Planning Applications

We don't routinely comment on planning applications but we do sometimes get involved in key applications which may present a threat to wildlife

 

What we do

One of the most common requests we get from members of the public is for support in objecting to a planning application.

We have worked with the local authorities in Gloucestershire for a number of years, with the purpose of improving systems to ensure that wildlife is given adequate recognition within the planning system.

The authorities who deal with wildlife the best are those who have their own ecological expertise “in-house”. (You might like to check if yours does!)

When we comment on planning applications we restrict our comments to impacts on wildlife. This is our area of expertise and should the application be turned down and we find ourselves at appeal we know that we will be able to defend the comments we have made.

 

What are applications based upon?

We base our comments around the Government’s guidance to local authorities called Planning Policy Statement 9 – Biodiversity and Geological Conservation (PPS9).

dragon fly - Zsuzsanna BirdUnfortunately, because of previous land use, many planning applications do not present any significant threat to wildlife. Ironically this often applies to “Greenfield” sites where previous use as intensive agriculture has long eliminated any special wildlife interest.

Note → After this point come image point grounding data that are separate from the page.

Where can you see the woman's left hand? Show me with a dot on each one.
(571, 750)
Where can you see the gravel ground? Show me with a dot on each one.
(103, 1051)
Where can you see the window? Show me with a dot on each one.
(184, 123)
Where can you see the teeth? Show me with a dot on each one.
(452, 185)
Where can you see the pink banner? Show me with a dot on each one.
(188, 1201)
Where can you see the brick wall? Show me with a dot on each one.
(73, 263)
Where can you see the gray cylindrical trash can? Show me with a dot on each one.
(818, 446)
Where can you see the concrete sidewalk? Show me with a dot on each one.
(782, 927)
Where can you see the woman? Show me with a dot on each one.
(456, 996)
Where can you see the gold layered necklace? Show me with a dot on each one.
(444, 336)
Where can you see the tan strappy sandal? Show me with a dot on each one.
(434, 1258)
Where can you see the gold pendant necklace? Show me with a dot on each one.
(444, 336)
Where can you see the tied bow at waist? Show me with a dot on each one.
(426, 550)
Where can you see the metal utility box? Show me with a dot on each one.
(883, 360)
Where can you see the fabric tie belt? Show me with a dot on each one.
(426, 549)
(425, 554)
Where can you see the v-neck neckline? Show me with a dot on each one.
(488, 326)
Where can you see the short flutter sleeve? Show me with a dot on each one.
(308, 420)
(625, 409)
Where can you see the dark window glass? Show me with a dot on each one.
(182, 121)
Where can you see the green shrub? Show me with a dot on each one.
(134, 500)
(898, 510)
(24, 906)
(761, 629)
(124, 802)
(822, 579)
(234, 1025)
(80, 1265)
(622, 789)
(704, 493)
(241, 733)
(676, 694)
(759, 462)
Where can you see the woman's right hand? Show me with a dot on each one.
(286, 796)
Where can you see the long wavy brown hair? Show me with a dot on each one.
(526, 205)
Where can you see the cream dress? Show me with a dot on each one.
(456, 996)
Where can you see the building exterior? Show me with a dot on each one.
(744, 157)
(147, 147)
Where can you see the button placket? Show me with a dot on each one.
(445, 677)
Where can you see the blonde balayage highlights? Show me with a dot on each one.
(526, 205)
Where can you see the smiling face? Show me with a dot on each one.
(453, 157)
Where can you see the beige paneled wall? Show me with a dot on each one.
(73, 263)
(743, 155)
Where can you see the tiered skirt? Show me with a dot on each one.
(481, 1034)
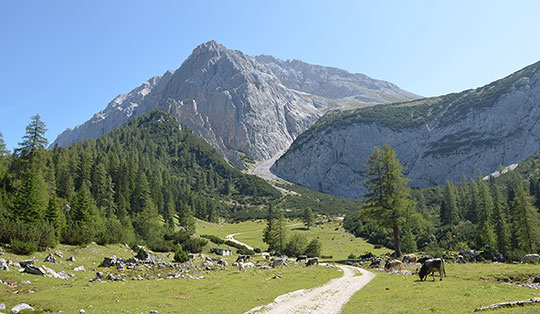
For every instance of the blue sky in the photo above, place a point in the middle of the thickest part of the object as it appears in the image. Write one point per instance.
(67, 59)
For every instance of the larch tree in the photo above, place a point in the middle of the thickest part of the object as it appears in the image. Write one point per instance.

People may often see common species on the land in question but more often than not this is not sufficient to warrant a refusal by the local planning authority and hence an objection from us.

Sometimes, however, local people may be aware of important species on an application site for which there are no records at the Gloucestershire Centre for Environmental Records (GCER).

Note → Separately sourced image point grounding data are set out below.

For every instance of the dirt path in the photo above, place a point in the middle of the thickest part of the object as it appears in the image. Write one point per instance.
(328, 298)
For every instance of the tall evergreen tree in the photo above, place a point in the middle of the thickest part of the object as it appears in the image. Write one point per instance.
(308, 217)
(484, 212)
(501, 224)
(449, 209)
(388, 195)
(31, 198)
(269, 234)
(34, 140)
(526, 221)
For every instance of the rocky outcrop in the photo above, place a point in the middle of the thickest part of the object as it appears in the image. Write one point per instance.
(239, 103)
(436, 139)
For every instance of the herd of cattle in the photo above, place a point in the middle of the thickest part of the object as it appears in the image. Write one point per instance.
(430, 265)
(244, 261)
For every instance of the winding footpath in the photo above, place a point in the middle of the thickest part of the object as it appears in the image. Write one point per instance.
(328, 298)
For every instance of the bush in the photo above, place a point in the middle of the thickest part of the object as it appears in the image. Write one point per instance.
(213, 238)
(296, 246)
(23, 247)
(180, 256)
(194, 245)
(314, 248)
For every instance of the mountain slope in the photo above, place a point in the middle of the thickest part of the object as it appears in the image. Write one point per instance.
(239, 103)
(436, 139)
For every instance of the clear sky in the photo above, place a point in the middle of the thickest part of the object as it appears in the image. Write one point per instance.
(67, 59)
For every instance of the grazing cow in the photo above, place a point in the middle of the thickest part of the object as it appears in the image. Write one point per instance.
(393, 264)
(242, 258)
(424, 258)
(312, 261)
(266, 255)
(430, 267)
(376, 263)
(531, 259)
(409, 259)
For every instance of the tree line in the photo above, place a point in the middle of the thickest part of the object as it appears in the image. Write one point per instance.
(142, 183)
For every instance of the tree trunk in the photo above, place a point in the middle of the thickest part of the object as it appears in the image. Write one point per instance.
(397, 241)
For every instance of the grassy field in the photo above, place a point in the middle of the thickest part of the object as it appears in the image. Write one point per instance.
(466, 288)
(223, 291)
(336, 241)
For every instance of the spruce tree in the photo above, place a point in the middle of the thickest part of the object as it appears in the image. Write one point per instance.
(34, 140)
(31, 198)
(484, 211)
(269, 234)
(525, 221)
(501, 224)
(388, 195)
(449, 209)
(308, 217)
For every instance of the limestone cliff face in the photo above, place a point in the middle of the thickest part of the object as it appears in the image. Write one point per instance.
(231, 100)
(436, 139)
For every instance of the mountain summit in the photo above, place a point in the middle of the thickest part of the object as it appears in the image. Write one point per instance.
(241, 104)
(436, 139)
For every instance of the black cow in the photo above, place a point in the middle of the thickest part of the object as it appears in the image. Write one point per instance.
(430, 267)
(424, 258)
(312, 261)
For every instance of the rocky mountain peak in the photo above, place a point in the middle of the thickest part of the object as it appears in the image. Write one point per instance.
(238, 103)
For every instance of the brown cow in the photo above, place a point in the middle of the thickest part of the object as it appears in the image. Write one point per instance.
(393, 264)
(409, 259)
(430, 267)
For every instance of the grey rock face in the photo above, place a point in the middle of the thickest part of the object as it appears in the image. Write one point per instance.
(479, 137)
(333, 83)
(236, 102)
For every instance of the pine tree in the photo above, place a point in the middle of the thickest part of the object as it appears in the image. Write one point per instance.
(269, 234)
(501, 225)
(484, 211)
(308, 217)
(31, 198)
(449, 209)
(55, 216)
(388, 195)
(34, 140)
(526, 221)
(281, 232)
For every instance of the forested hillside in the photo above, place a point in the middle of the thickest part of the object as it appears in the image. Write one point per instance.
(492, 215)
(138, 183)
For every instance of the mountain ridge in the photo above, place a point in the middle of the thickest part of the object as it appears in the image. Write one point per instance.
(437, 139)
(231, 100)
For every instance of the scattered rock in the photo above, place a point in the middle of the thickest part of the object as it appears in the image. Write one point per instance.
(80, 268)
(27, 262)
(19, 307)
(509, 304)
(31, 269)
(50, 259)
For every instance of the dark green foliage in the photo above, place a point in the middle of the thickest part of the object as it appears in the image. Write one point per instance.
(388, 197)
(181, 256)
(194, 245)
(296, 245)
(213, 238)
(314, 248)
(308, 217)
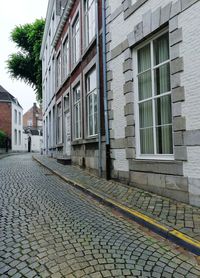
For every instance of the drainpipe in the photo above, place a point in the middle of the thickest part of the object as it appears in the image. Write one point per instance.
(105, 91)
(98, 91)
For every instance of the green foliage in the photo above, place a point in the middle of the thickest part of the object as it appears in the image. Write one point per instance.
(2, 139)
(25, 64)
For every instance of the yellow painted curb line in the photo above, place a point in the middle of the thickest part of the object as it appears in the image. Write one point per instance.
(170, 233)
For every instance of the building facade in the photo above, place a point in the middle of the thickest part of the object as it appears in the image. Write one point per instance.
(71, 56)
(153, 61)
(11, 119)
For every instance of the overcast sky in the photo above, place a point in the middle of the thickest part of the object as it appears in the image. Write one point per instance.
(14, 13)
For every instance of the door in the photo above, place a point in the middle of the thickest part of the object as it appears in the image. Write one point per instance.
(67, 134)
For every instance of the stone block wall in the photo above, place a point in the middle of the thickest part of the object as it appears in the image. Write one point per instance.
(128, 25)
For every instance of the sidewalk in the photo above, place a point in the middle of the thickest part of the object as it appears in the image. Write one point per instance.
(174, 220)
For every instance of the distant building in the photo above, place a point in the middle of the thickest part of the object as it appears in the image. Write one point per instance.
(32, 125)
(11, 119)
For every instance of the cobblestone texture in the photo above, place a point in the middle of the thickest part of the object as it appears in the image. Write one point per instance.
(50, 229)
(177, 215)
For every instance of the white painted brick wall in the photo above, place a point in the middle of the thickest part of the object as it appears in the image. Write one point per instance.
(118, 103)
(190, 78)
(114, 4)
(120, 29)
(121, 163)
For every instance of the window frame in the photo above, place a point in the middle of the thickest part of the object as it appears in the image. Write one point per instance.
(66, 68)
(89, 93)
(15, 137)
(75, 104)
(75, 58)
(155, 155)
(58, 66)
(59, 124)
(87, 40)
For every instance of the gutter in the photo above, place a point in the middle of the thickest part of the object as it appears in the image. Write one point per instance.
(107, 133)
(98, 90)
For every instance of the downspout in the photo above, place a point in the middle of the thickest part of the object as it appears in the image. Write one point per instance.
(98, 92)
(105, 91)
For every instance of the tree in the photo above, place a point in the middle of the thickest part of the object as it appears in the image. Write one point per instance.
(25, 64)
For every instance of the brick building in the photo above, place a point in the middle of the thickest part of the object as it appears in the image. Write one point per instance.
(71, 55)
(153, 90)
(11, 118)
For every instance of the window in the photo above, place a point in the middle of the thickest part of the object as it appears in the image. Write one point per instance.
(20, 138)
(15, 134)
(66, 58)
(66, 103)
(58, 70)
(30, 122)
(76, 41)
(20, 118)
(15, 113)
(154, 98)
(77, 112)
(89, 21)
(59, 123)
(91, 102)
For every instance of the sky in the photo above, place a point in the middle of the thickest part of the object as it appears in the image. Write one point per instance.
(14, 13)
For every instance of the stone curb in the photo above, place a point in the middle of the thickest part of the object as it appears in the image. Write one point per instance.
(171, 234)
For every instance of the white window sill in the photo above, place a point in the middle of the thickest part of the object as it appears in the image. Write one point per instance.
(156, 157)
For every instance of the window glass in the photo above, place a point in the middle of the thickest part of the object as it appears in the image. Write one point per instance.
(154, 98)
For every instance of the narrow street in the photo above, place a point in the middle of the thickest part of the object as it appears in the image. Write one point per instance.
(50, 229)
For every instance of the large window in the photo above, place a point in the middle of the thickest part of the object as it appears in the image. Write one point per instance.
(58, 70)
(15, 115)
(66, 57)
(20, 118)
(91, 100)
(59, 123)
(90, 23)
(77, 112)
(154, 97)
(15, 136)
(76, 41)
(20, 137)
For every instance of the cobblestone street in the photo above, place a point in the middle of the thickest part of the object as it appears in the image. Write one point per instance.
(50, 229)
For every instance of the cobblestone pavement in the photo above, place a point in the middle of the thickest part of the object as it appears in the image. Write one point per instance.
(173, 214)
(50, 229)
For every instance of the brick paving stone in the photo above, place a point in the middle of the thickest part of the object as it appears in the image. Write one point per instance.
(165, 210)
(50, 229)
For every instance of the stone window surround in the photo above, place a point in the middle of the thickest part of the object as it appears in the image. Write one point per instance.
(164, 16)
(58, 101)
(89, 66)
(86, 47)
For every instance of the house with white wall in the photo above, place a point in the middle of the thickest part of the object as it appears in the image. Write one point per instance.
(153, 81)
(73, 100)
(11, 119)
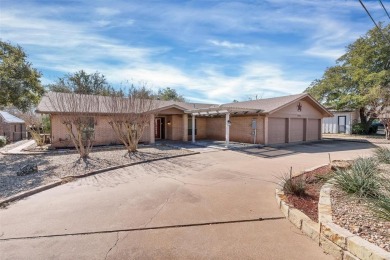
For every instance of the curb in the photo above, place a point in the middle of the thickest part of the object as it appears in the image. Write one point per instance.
(67, 179)
(333, 239)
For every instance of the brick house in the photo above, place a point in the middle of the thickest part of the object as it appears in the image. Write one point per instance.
(287, 119)
(12, 127)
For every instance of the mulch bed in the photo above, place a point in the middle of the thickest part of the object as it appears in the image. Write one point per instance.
(308, 204)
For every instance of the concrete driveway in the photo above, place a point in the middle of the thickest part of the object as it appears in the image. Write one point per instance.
(216, 205)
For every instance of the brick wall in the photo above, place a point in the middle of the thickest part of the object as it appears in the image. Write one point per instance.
(240, 129)
(104, 134)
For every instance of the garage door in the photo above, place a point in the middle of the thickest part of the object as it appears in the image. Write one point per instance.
(313, 129)
(297, 126)
(276, 130)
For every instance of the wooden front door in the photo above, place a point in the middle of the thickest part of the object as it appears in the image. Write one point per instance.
(157, 128)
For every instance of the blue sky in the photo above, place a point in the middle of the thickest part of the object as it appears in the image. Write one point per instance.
(209, 51)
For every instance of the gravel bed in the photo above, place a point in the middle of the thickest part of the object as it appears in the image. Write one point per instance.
(354, 216)
(13, 145)
(53, 166)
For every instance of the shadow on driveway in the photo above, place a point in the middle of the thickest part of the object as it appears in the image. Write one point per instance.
(314, 147)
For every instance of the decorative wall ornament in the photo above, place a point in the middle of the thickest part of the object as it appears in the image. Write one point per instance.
(299, 107)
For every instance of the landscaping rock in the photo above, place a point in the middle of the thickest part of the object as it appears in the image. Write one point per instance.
(27, 169)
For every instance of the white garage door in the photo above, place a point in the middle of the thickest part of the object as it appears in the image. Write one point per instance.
(297, 126)
(276, 130)
(313, 129)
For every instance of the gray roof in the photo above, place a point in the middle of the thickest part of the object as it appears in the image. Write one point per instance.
(8, 118)
(61, 102)
(264, 106)
(98, 104)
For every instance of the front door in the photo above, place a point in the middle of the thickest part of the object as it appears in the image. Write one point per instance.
(157, 128)
(342, 124)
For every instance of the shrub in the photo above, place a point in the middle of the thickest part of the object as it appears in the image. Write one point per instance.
(382, 154)
(295, 186)
(362, 179)
(3, 141)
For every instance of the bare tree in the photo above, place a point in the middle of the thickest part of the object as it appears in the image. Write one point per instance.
(77, 113)
(36, 125)
(129, 116)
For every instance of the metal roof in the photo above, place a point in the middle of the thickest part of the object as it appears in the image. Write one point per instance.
(8, 118)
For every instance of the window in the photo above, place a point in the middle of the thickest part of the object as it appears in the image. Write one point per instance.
(190, 126)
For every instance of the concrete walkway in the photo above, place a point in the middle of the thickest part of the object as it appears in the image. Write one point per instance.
(216, 205)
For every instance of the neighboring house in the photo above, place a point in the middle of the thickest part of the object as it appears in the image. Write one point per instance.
(288, 119)
(12, 127)
(341, 122)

As developers and some local authorities go to GCER for wildlife records, it is extremely important that any records you may have for a proposed or likely development site are lodged with GCER as early as possible.

 

Will wildlife issues stop a planning application?

If you are considering using wildlife as a justification to object to a planning application it is worth bearing the following in mind:

  1. Wildlife issues very rarely stop a planning application – but they can change it.
  2. Developers are required to carry out relevant surveys to support their applications but local authorities don’t always know when to ask for them. Make sure any wildlife issues you are aware of have been adequately surveyed.
  3. The onus should always be put on the developer to prove that their proposal won't harm wildlife - i.e. they should employ an ecologist to do the survey and interpret the results. Unfortunately we will not do this for them.
  4. Most planners don't have any background ecological knowledge but local authorities do have a duty to conserve biodiversity so they need to get it right.
  5. The legislation is confusing and vague.
  6. Most professional ecologists do a good job for their clients when submitting planning applications - although there are exceptions!

The situation is still far from perfect and planning applications continue to erode our native wildlife and their habitats without adequate compensation. The Wildlife Trusts continue to lobby nationally for strengthened planning laws and stronger obligations on local authorities. Our eventual aim is that all local planning authorities in Gloucestershire should have their own ecologist.